Have you ever gone looking for a book on a shelf where you know you left it — but it’s not there? Someone borrowed it and forgot to return it, or someone left it in the kitchen or the guest room, or someone just walked off with it. Well, imagine that book is a five hundred-year-old illuminated manuscript or a Bible printed in the first years of moveable type. This gives you an idea of the problems people in charge of libraries in the late middle ages were up against, and the solution they devised was ingenious.
Many of the largest and most important book collections in this period were in religious foundations — in England, this meant cathedrals. Before the latter part of the middle ages, books might be scattered all around — service books inside the church, books for study and prayer in the clergy’s lodgings, and some valuable books in the treasury or secured in chests. But gradually the idea of a single room for all the books began to take hold, and the concept of the library evolved. Once the books had been gathered into a single place the question became how to keep them there.
The answer was simple — chain the books to the shelves. And thus, the chained library was invented. When I began to work on my novel The Lost Book of the Grail, I knew it would be set in a cathedral library, so I traveled to Hereford Cathedral, where the largest surviving chained library in the world is housed. As soon as I walked into the room, I knew I wanted a chained library to feature in my book.
The chained library in Hereford dated from 1611, though many of the books are much older than that (the earliest is an eighth century Gospel). Prior to the invention of the printing press, when book collections were relatively small, books were generally stored on their sides. But with the advent of printed books and the rapid expansion of collections, stacks of books became tall, and accessing the books at the bottom of the pile difficult. In a chained library, however, books were stored upright — in some cases for the first time. Chains were attached to the volumes usually at one of the outer corners of the cover. This put minimal stress on the binding, but it also meant that, in order to avoid tangling the chains, books needed to be shelved spine inwards—backwards from how we shelve them. For this reason, the titles were sometimes written on the fore-edges of the books.
As I walked the central aisle of Hereford’s chained library, I saw many such titles, written on the edge of the text block by some priest or scholar hundreds of years ago. Hereford has eight bookcases that made up the original chained library—six double sided and two single sided. Hereford’s bookcases are “three deckers.” This means that they have three shelves of books, each holding a hundred books or more. Below the bottom shelf is a ledge on which books can be placed for study. In this way readers can consult the books without removing the chains.

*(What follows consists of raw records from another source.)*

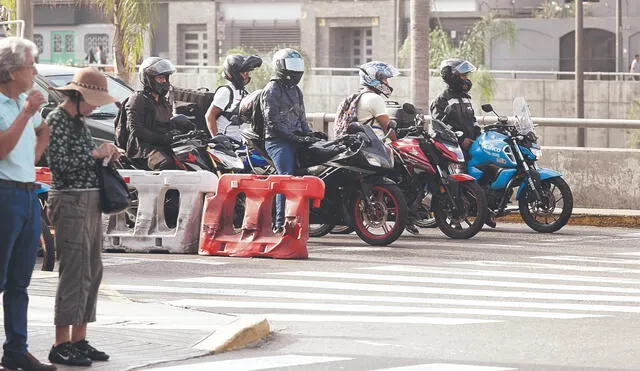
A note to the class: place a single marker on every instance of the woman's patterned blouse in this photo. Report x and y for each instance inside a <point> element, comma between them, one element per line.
<point>69,153</point>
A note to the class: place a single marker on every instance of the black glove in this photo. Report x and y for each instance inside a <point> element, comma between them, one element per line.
<point>319,135</point>
<point>300,139</point>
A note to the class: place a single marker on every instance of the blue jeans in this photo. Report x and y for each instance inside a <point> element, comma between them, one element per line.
<point>283,155</point>
<point>19,235</point>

While one end of the chain is attached to the book, the other end is generally, as at Hereford, attached to a metal hoop through which passes a bar that is locked to the bookcase. If a need arises to take the book from the library, this bar can be unlocked, and slid out so that the chain (and the book attached to it) can be removed.

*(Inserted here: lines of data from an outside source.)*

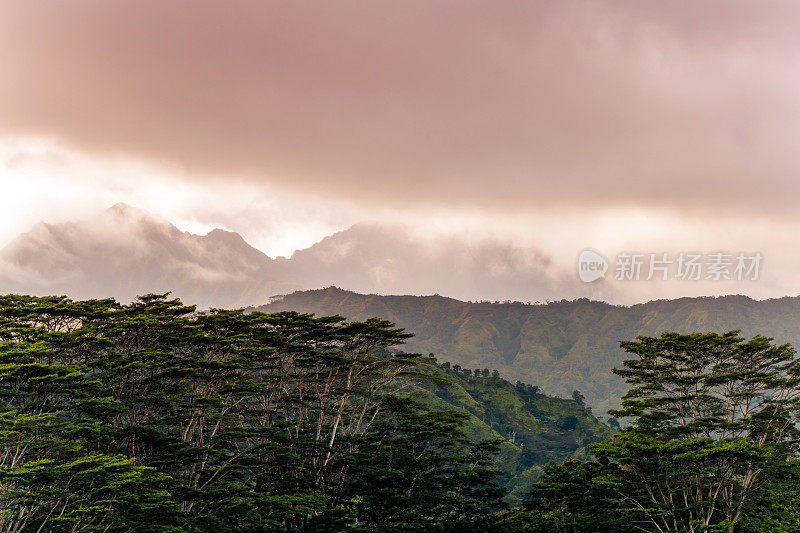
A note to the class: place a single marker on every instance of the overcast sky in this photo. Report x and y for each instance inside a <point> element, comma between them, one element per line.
<point>660,126</point>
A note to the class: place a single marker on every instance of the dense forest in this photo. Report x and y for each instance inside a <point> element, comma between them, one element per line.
<point>559,346</point>
<point>152,417</point>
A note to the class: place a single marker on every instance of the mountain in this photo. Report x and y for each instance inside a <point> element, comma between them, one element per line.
<point>536,428</point>
<point>126,252</point>
<point>394,259</point>
<point>561,346</point>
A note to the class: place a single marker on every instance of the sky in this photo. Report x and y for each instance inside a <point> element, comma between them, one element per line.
<point>660,126</point>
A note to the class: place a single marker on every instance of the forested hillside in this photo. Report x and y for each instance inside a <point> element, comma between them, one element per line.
<point>536,428</point>
<point>560,346</point>
<point>154,417</point>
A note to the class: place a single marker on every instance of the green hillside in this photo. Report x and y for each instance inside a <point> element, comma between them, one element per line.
<point>561,346</point>
<point>537,428</point>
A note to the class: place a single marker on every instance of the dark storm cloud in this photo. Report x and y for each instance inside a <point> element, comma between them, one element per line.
<point>491,104</point>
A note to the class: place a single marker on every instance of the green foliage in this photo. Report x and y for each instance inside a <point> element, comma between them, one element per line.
<point>535,428</point>
<point>153,417</point>
<point>560,346</point>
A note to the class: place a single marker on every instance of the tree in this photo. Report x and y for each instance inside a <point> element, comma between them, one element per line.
<point>711,413</point>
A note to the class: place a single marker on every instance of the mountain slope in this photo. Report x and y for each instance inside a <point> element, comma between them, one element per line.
<point>537,428</point>
<point>126,252</point>
<point>560,346</point>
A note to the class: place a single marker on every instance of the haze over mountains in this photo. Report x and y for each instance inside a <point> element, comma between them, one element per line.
<point>125,252</point>
<point>562,346</point>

Hereford’s library was built in the Lady Chapel and it remained there for over two hundred years, surviving the ravages of the English Civil War. But in the early nineteenth century, the chained library was considered an anachronism, and the cases were dismantled and put into storage. They were rescued in 1855 and incorrectly assembled in a new space. Not until the early 1930s did a canon of the cathedral discover how to properly assemble the chained library, but there was no space for all the cases. In 1996 a new library building was constructed, with space to completely reassemble the 1611 library.

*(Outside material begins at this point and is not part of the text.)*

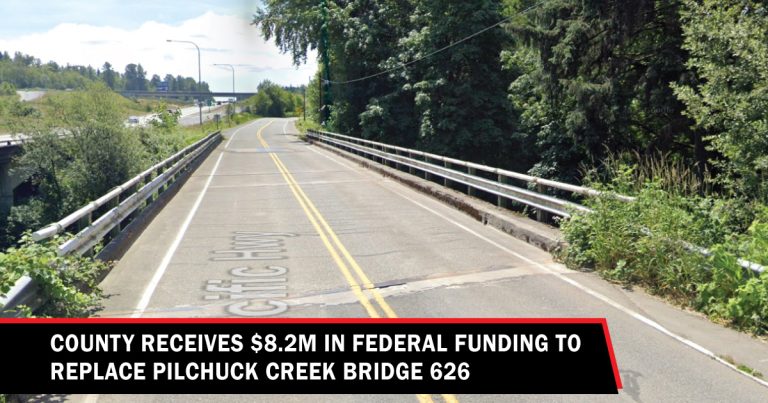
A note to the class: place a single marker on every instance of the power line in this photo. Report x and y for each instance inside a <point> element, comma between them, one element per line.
<point>428,55</point>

The library is a marvel of ingenuity, and standing in that space one can almost imagine the ghostly rattling of chains as, for over two hundred years, priests and scholars consulted the books.
When I visited Hereford, I had recently been to Coventry—a completely different sort of cathedral. The medieval cathedral at Coventry was destroyed by Nazi bombs on November 14, 1940. The few remaining ruins are now a shrine to peace standing beside a modern cathedral built after the war. What if, I thought, while bombs fell on (or near) a medieval cathedral, members of the community tried to empty the books from the library in order to protect them? And what if some of those books were chained in place, the keys to their release unavailable? In this way my visits to Coventry and Hereford inspired the first scene of The Lost Book of the Grail. But the chained library of Hereford would provide me not with just a dramatic opening scene, but with an ancient element of cathedral libraries that I could weave throughout my story.